Nächstenliebe
Ein Versuch der Annäherung
In der Bibel – sowohl im Alten wie im Neuen Testament- steht deutlich: „Liebe Deinen Nächsten wie dich selbst.“ Dies sei das zweite Gebot von Gott für die Menschen, den ersten, der Liebe zu Gott gleich. Hier ist die Bibel deutlich, mit der zentrale Punkt des Christentums. Nicht: Richtig/Falsch sondern: Nächstenliebe
Also: festgeschriebene, verordnete Nächstenliebe. Aber was bedeutet das für mein Leben? Und:
Wer ist mein Nächster?
Häufig lautet die Antwort, dass es der ist, der Hunger leidet oder Armut … das stimmt, aber diese Menschen sind meist doch weit weg.
Nächstenliebe – da möchte ich zu einer profaneren Sicht einladen.
Was ist eigentlich – mit meiner Partnerschaft, mit meiner Beziehung – mit KollegInnen und Nachbarn? Den Familienmitgliedern, der sprichwörtlichen Schwiegermutter, (die manchmal auch sehr lieb ist)? und den Kindern?
Die sind doch auch „mein Nächster“, sie sind meine nächsten Nächsten sozusagen.
Und die alle lieben? Wie mich selbst? Wie soll das gehen? So wird Nächstenliebe auf einmal nicht mehr so leicht oder nur etwas für die Kirche. Da kommt sie in den Alltag.
Ein erster Schritt, meine Nächsten zu lieben ist z.B. für mich, es nicht immer besser zu wissen (obgleich das ja hier so aussehen mag), sie nicht zu verurteilen. Und das ist schon total schwer. Mir hat ein buddhistischer Mönch einmal gesagt: Wenn Du denkst, du wärst erleuchtet, besuche deine Familie, dann weißt du, ob es stimmt. Und wenn Du dann wieder zurückkommst, bleibt dir nur die Übung, das Praktizieren. Jeden Tag neu.
Nächstenliebe heißt: Die anderen mit ihren Fehlern und auch guten Seiten zu sehen. Und üben, sie anzunehmen.
Und es heißt auch: Sich selber annehmen, den manchmal bin ich mir selber der größte Feind, nehme mich nicht wichtig oder ernst, sorge nicht für mich. Wie kann ich dann gut für andere sorgen, wenn ich nicht für mich sorge?
Wenn ich nur funktioniere, alles hektisch ist, wenn ich froh bin, dass der Tag um ist … dann bleibt für die Liebe kaum Zeit.
Nächstenliebe heißt wohlgemerkt nicht, sich nicht wehren oder andere nicht zu schützen – Nein.
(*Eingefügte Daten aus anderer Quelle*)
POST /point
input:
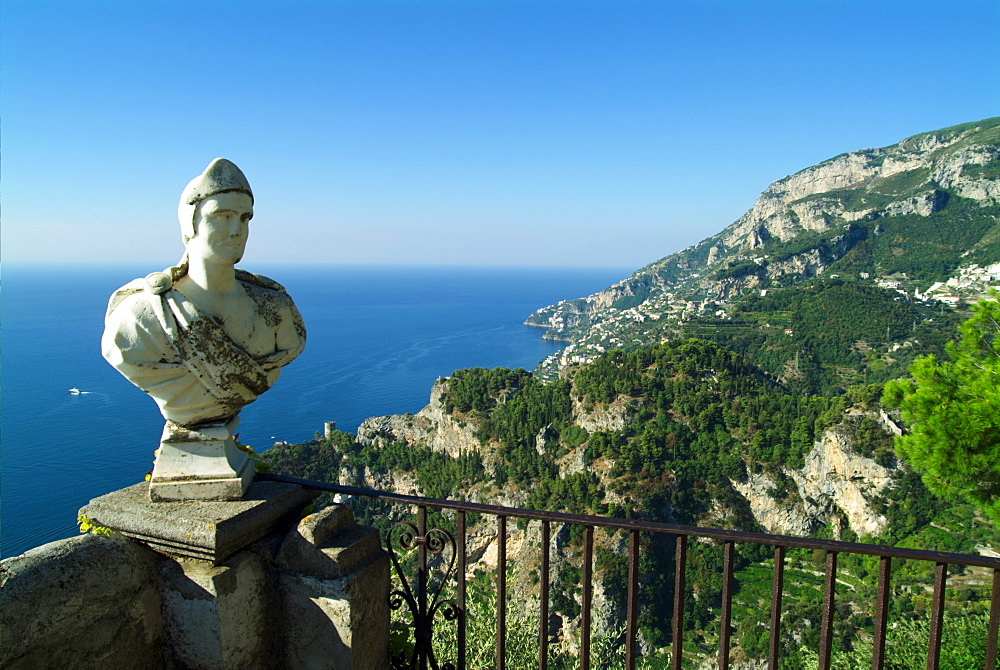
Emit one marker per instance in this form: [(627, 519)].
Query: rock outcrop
[(835, 481)]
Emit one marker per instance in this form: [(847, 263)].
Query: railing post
[(588, 591), (881, 612), (501, 592), (777, 588), (727, 603), (680, 567), (937, 616), (826, 624), (463, 619), (994, 626), (632, 616), (543, 614), (423, 631)]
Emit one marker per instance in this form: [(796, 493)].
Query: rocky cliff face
[(836, 484), (432, 426)]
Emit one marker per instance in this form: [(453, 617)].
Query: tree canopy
[(953, 409)]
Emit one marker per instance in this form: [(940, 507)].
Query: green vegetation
[(954, 410), (661, 428)]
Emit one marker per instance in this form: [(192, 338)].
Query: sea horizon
[(378, 337)]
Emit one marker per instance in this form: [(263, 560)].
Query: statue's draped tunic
[(161, 342)]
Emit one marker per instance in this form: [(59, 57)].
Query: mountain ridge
[(801, 227)]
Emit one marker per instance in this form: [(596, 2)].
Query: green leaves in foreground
[(953, 409)]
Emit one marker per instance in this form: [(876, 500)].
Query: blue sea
[(378, 337)]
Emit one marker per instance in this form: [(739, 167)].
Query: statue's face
[(221, 227)]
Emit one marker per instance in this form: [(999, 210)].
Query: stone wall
[(310, 593)]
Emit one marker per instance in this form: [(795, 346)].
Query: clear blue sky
[(523, 133)]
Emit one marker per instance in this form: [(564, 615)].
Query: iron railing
[(424, 606)]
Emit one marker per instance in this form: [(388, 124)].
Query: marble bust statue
[(203, 338)]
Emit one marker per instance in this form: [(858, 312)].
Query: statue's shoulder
[(263, 286), (259, 281), (140, 291)]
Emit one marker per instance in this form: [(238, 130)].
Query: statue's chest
[(247, 327)]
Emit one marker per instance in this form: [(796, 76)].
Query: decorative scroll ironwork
[(423, 606), (409, 537)]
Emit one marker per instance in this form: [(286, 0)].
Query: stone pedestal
[(200, 464), (209, 530)]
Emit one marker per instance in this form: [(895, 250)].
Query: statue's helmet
[(221, 176)]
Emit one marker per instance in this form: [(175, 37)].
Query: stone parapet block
[(88, 602), (329, 544), (334, 584)]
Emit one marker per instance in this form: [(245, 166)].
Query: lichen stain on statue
[(204, 339)]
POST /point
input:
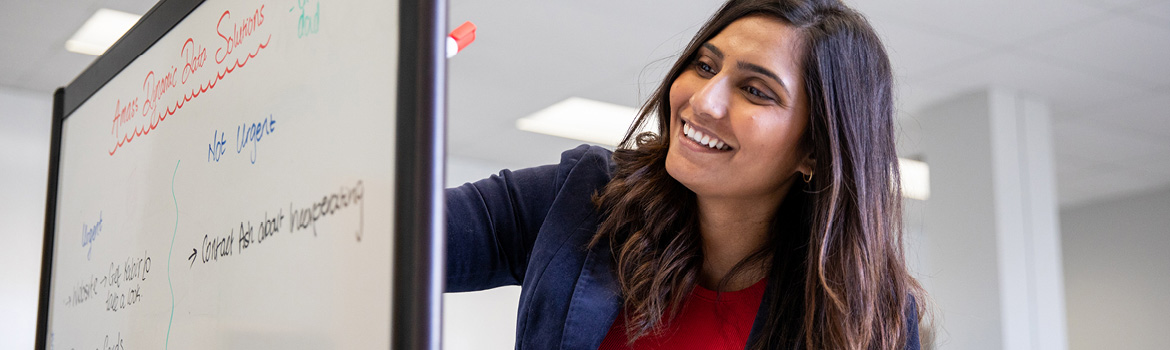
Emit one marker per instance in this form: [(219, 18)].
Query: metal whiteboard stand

Wenn ich den anderen liebe, heißt das auch nicht, alles zu tun, was derjenige oder diejenige will. Der Ausdruck der Liebe ist nicht Wehrlosigkeit (Ich liebe ihn/sie eben, da kann ich doch nicht ….) Jesus hat die Menschen geliebt, aber er hat ihnen auch deutlich die Meinung gesagt.
Denn trotzdem und gerade deswegen darf ich deutlich sagen, was ich will oder nicht will. Ich kann, darf und muss Grenzen setzen und meine Wünsche äußern. Und es dem anderen auch sagen. Der andere muss auch seine Bedürfnisse äußern, denn sonst – kann ich ihm nicht helfen, sondern nur „liebevoll ansehen“.
Denn: Egal, wie sehr ich den anderen liebe oder der andere mich liebt, Telepathen sind wir nicht. Um verantwortungsbewusst miteinander umgehen zu können, müssen wir uns ausdrücken, formulieren, was unsere Wünsche sind. Denn riechen kann niemand die Wünsche und Bedürfnisse des Anderen.
Nächstenliebe ist verantwortungsbewusster, akzeptierender Umgang mit den anderen und mit mir selber.